The Kid turned his head to see how the old man was coming along with the chore he’d given him. Because of that, he didn’t see the young woman move. He sensed it, though, and a second later he felt the hard jab as she dug the muzzle of her pistol into his belly.
“Don’t move,” she said, “or I’ll blow your guts out.”
Chapter 3
“Annabelle, no!” the old man called from the wagon. “That’s the young man who’s helping us!”
“I’ll kill you, Fortunato,” the redhead muttered. Green eyes filled with hatred glared up at The Kid when he looked at her.
He shook his head and said, “I’m not Fortunato.” He hoped that gun didn’t have a hair trigger.
“You’ll never get the Konigsberg Candlestick,” the young woman called Annabelle went on. “Or the secret of the Twelve Pearls, either. I’ll kill you…kill you…”
Those striking green eyes suddenly rolled up in their sockets as she passed out again. Her arm fell to the side, and the gun slipped out of her fingers when the back of her hand hit the ground.
The Kid heaved a sigh of relief.
“You have to forgive her,” the old man said as he bustled back over to them from the wagon, carrying a piece of cloth he had soaked with water from a canteen. “She’s out of her head from being shot. Will she be all right?”
“I think so,” The Kid replied as he took the wet cloth from the old man and began washing away the blood around the wound. “There’s a whiskey flask in my saddlebags. Reckon you can get it?”

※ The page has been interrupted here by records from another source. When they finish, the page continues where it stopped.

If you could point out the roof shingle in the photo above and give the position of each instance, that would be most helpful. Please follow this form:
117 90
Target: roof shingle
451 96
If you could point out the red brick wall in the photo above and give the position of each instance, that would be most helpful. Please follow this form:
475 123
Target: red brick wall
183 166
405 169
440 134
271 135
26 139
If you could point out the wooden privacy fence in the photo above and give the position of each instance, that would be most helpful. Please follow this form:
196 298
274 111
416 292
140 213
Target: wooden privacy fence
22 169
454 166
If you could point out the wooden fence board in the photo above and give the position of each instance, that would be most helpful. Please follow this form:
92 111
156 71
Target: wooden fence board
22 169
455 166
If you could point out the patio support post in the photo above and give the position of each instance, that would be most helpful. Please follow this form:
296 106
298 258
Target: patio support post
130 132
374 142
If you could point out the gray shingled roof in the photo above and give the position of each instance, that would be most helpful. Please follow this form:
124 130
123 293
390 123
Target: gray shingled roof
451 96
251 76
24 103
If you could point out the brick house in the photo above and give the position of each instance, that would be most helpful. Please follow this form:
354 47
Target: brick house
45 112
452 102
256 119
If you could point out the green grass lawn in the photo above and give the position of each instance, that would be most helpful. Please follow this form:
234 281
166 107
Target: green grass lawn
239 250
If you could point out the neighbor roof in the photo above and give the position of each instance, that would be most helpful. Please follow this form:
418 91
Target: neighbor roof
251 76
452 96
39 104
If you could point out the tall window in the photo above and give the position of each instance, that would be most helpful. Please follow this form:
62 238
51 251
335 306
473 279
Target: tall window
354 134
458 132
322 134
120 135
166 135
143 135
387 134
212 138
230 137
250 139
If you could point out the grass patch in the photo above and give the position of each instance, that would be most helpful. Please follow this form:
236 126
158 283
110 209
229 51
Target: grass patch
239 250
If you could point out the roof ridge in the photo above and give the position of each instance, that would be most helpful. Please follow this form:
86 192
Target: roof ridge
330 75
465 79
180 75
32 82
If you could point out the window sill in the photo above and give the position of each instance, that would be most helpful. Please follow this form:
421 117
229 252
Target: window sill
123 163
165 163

The old-timer frowned. “You need a drink at a time like this?”
The Kid pointed to the bullet crease on the young woman’s arm. “It’s to clean the wound,” he said, even though he was a little annoyed by having to explain himself.
“Oh. Oh, yes, of course. I’ll see if I can find it.”
While the old man was digging through the saddlebags, The Kid asked, “What’s her name?”
“Annabelle. Annabelle Dare.”
The Kid grunted. “Pretty name. She your granddaughter?”
“No. My, ah, daughter.”
That struck The Kid as odd. He would have said there was too much differences in their ages for Annabelle to be the old-timer’s daughter. She must have come along late in life for the couple.
“What about her mother?”
“I’m not married.”
“All right.” None of his business, The Kid told himself. Of course, he had tried to stick by that notion earlier, he recalled, and they could all see how that had worked out. “Have you found the whiskey yet?”